At a time when populations in the Middle East and Africa face tremendous challenges, including terrorism and civil war, many are often forced to leave everything behind in search of safety and survival. Not surprisingly, the online Western media, prone as it is to adopting the fluctuations and inconsistencies of mainstream news agencies, also gives voice to a plethora of haters, who thrive in the open, often unmoderated comment boards of online newspapers.

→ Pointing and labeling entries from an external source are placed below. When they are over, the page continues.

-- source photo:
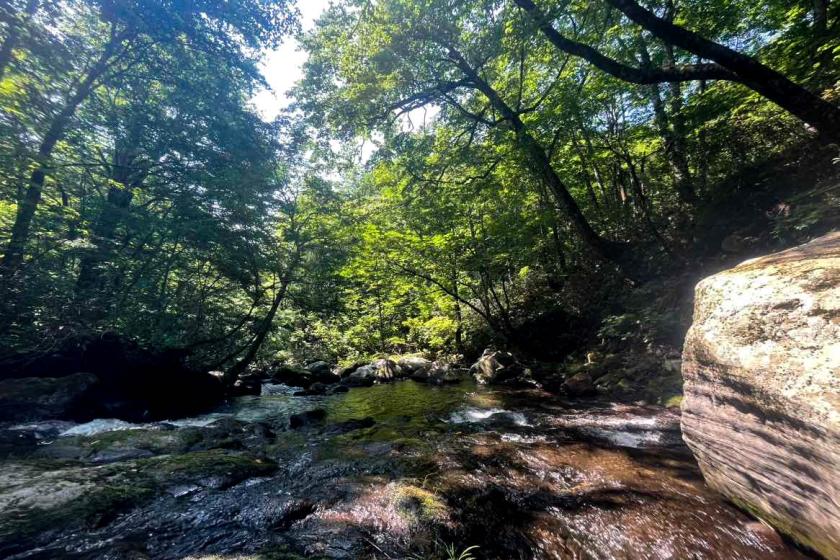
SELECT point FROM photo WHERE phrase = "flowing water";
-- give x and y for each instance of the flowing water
(402, 470)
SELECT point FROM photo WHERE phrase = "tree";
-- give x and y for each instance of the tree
(728, 64)
(221, 30)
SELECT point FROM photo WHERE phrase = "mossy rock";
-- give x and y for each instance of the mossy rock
(420, 505)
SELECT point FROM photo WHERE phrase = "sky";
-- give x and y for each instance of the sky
(284, 66)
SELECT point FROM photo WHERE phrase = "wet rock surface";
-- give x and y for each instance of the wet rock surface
(394, 471)
(762, 398)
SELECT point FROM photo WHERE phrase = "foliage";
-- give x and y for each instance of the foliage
(429, 191)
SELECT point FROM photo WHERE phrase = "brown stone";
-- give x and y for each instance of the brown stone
(762, 389)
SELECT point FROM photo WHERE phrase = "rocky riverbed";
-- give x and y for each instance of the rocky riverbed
(403, 470)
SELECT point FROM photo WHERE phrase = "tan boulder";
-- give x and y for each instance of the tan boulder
(762, 389)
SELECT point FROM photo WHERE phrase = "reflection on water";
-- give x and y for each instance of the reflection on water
(404, 465)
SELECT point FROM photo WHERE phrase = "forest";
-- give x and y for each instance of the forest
(544, 179)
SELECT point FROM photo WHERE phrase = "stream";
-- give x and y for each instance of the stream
(401, 470)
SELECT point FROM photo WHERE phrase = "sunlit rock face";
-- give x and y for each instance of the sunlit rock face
(762, 389)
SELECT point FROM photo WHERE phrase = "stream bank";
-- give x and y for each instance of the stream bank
(392, 471)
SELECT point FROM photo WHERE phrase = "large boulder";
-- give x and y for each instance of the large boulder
(413, 366)
(322, 372)
(762, 389)
(380, 371)
(38, 398)
(496, 366)
(293, 376)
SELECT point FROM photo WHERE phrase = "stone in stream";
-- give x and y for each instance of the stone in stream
(762, 394)
(381, 371)
(415, 366)
(496, 367)
(322, 372)
(308, 418)
(579, 385)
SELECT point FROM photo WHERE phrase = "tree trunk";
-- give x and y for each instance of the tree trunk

This panel welcomes contributions that address the linguistic forms and structures, as well as the pragmatic mechanisms and strategies, of online hate speech against migrants in today’s Europe. What patterns do these discourse samples exhibit? What regularities can we find in the way haters express themselves? What speech acts do they perform, what presuppositions do they carry, what tropes, or idioms, or lexical conventions, do they resort to? In short, how does language code, and vent, intolerance to the Alien Other?
Coord.: Isabel Ermida (EHum2M) PI & Idalete Dias (GHD) co-PI of NETLang,
FCT project The Language of Cyberbullying: Forms and Mechanisms of Online Prejudice and Discrimination in Annotated Comparable Corpora of Portuguese and English
2 – Media Representation
This project sets out to critically examine media representations on migrants, refugees and ‘internal Others’ in Portugal and across Europe while mapping out their interconnections with particular narratives in the field of security and within the War on Terror. Its focus on Portugal in the light of other European cases affected by terrorist threats (Russia and France) and by migrant/refugee flows (Italy and Germany) aims to explore the construction of transnational narratives of risk pervading Europe regardless of the ‘differential’ exposure to them. It will specifically analyze:
a) How do media represent migrants, refugees and ‘internal Others’ within a political context of War on Terror and securitization?
b) Do they (re)produce narratives of moral panic and securitization through specific constructions of Otherness? If so, what is the role of constructions of gender, race, age and religion?
c) Do they instead convey representations that may promote an ontology of peace and solidarity?
The project’s epistemological approach is based on the constitutive role of discourses, namely the ways in which particular understandings and myths are mobilized, intentionally or unintentionally, by specific actors and how these discourses shape particular perceptions and practices of security. The focus is on the discursive and ontological preconditions that allow/hinder political change.
Coord.: Sílvia Roque, co-PI of DeOthering, POCI-FCT Project Deconstructing Risk and Otherness: hegemonic scripts and counter-narratives on migrants/refugees and ‘internal Others’ in Portuguese and European mediascapes
The new deadline for submission is October 31, 2019.